Compilation album by Various artists
- Released: June 20, 2006
- Recorded: 2006
- Genre: Christian rock, CCM
- Length: 60:15
- Label: Gotee

Various artists chronology
| Hip Hope 2006 (2005) | FREAKED! A Gotee Tribute To dc Talk's "Jesus Freak" (2006) | Hip Hope 2007 (2007) |

= Freaked! =

Freaked!: A Gotee Tribute to DC Talk's Jesus Freak is a 2006 tribute album primarily featuring covers of songs from the American Christian rap and rock trio DC Talk's 1995 album Jesus Freak, performed by various artists signed to the Gotee Records label.

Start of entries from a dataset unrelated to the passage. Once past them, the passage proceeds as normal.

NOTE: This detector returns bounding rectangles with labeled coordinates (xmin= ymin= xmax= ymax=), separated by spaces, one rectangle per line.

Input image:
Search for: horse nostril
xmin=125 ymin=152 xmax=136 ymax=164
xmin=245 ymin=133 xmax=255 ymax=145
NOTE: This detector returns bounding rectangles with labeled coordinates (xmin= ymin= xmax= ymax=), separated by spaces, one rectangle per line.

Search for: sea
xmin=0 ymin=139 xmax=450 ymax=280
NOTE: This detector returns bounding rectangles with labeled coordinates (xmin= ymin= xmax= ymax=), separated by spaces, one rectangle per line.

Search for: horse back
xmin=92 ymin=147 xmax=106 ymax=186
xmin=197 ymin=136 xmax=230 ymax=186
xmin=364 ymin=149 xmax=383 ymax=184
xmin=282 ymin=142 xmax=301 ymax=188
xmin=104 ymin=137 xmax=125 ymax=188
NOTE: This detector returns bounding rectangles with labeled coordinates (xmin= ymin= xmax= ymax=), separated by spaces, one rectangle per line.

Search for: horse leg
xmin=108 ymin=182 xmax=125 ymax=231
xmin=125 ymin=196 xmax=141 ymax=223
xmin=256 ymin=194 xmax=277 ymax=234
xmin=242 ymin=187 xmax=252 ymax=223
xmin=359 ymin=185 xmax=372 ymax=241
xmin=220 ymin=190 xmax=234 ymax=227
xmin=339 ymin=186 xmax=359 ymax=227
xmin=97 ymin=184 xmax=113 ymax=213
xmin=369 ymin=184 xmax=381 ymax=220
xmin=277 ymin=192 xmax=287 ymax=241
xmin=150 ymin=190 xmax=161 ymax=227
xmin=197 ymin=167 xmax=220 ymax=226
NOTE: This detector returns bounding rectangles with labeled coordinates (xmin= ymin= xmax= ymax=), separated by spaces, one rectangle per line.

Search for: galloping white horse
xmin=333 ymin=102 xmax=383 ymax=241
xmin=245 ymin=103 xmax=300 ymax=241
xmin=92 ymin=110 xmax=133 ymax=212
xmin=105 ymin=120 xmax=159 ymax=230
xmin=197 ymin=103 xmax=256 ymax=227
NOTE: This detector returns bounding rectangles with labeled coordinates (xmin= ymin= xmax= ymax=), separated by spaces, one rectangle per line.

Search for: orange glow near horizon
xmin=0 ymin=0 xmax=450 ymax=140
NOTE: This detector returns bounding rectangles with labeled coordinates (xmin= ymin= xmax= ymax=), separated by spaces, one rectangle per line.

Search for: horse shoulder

Of the original album's 13 tracks, Freaked! omits only one: "Alas, My Love", a hidden track at the end of the original album.

Professional ratings
Review scores
| Source | Rating |
| Jesus Freak Hideout |  |

==Track listing==

| No. | Title | Artist | Length |
|---|---|---|---|
| 1. | "So Help Me God" | The Showdown | 5:00 |
| 2. | "Colored People" | The Gotee Brothers, Ayiesha Woods & John Reuben | 4:17 |
| 3. | "Jesus Freak" | 4th Avenue Jones | 4:39 |
| 4. | "What If I Stumble?" | Sarah Kelly | 3:45 |
| 5. | "Day by Day" | House of Heroes | 4:49 |
| 6. | "Mr. Tobin" | Tobin | 1:29 |
| 7. | "Between You and Me" | Relient K | 3:37 |
| 8. | "Like It, Love It, Need It" | Fighting Instinct | 4:44 |
| 9. | "Jesus Freak" (Reprise) | John Reuben | 2:11 |
| 10. | "In the Light" | StorySide:B | 4:44 |
| 11. | "What Have We Become?" | Liquid | 5:32 |
| 12. | "Mind's Eye" | Family Force 5 | 2:59 |
| 13. | "The Gotee Brothers Interlude" | The Gotee Brothers | 1:03 |
| 14. | "Between You and Me" | Paul Wright & Ayiesha Woods | 5:05 |
| 15. | "Jesus Freak" | Chasing Victory | 6:21 |
| Total length: |  |  | 60:15 |

== Awards ==
In 2007, the album was nominated for a Dove Award for Special Event Album of the Year at the 38th GMA Dove Awards.